O GOLPE vii–FINAL

defesa

Eu queria viver...

Com a louca que tivera culhões e fizera a tolice de ver se o marido que a deixara louca estava bem no meio de um tiroteio.

Eu a amava por isso e essa loucura toda devolveu-me num instante a ânsia de viver. A esperança de vida.

Desencaixei o escudo com uma porrada violenta e o passei para Regina.

--- Segura esses filhos da mãe enquanto eu boto a gente prá fora daqui.

A gangue entrara em distância de tiro.

Já podia ouvir armas engatilhando.

Ela também ouviu e instantaneamente ergueu o escudo.

Bem a tempo.

Ouvimos juntos o retinir das balas.

Passei a Deseart Eagle, a única arma de fogo que me restara, para ela e gritei.

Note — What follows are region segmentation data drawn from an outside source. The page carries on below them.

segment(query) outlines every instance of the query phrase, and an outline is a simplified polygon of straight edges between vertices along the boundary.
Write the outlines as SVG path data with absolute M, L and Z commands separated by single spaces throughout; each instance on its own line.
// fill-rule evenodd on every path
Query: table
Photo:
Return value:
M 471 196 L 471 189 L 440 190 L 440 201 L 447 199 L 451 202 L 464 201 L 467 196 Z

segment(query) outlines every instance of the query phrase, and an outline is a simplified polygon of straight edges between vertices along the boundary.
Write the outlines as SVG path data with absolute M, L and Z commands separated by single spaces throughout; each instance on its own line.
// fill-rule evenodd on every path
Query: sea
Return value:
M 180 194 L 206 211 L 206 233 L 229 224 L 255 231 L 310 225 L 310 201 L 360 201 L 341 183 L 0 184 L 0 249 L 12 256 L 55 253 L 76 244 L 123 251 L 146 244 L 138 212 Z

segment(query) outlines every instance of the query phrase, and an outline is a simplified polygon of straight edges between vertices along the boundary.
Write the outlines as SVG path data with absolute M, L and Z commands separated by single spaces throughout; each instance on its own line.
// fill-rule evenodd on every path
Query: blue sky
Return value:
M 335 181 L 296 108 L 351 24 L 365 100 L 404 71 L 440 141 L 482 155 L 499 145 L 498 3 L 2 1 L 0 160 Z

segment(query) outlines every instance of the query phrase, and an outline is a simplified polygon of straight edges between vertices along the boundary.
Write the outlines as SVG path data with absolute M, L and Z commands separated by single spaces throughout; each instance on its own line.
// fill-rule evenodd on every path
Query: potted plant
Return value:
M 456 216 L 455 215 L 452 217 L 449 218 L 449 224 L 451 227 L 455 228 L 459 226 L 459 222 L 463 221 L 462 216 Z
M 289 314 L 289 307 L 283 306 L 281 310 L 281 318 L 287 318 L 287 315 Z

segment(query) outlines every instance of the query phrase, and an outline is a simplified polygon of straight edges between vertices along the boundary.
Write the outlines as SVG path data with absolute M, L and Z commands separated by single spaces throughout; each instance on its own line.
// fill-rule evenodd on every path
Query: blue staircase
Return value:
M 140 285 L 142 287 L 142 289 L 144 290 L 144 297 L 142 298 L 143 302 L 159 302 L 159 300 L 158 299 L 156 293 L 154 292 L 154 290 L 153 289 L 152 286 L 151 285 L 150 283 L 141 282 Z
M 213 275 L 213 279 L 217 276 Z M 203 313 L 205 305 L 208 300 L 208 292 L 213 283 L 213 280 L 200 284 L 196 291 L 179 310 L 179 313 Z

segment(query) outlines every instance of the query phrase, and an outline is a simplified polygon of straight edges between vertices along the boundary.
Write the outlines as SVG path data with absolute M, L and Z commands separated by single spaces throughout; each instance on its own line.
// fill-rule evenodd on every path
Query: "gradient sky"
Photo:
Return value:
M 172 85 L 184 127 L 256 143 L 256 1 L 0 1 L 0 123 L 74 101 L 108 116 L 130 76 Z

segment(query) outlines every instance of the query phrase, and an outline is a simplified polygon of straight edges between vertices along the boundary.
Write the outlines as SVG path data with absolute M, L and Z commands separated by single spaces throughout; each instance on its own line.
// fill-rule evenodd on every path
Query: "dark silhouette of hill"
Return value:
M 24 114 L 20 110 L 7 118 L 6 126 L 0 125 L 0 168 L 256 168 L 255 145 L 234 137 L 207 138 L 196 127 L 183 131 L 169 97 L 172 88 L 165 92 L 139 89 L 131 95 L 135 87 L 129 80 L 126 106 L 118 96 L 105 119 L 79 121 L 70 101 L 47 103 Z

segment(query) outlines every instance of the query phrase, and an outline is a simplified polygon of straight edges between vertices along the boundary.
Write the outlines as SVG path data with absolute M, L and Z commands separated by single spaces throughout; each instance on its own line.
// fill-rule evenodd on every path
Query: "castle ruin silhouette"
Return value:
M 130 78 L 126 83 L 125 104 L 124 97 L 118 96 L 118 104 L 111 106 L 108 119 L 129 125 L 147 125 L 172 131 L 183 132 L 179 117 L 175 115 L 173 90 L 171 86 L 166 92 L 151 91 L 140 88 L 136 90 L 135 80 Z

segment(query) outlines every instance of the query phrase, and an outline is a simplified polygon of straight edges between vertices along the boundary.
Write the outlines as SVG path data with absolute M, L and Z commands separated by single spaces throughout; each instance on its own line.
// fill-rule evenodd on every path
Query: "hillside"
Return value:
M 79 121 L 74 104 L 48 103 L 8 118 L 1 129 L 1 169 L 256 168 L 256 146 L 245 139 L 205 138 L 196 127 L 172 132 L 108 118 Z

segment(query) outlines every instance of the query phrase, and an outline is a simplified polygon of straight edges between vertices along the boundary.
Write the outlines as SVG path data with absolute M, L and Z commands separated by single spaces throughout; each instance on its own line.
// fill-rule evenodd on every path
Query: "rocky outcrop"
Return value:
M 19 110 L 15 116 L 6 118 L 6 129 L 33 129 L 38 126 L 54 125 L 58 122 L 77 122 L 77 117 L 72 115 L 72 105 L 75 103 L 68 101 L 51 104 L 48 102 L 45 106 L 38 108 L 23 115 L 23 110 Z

--- Fode a vida deles. Mete bala!

E foi o que ela fez por trás do escudo.

Minha garota. Mulher como ela está para nascer.

--- Acertei 3.

Mas a munição estava quase no fim.

-- Poupe munição, espere eles estarem bem próximos. Fica por trás deste escudo até lá, depois mete chumbo de novo.

E foi o que ela vez, enquanto eu ganhava distância da gangue impulsionando a cadeira de rodas com todas as forças, ganhando aceleração, cada vez mais rápido para a porta de casa, a saída do inferno de balas, sangue, pedaços de carne.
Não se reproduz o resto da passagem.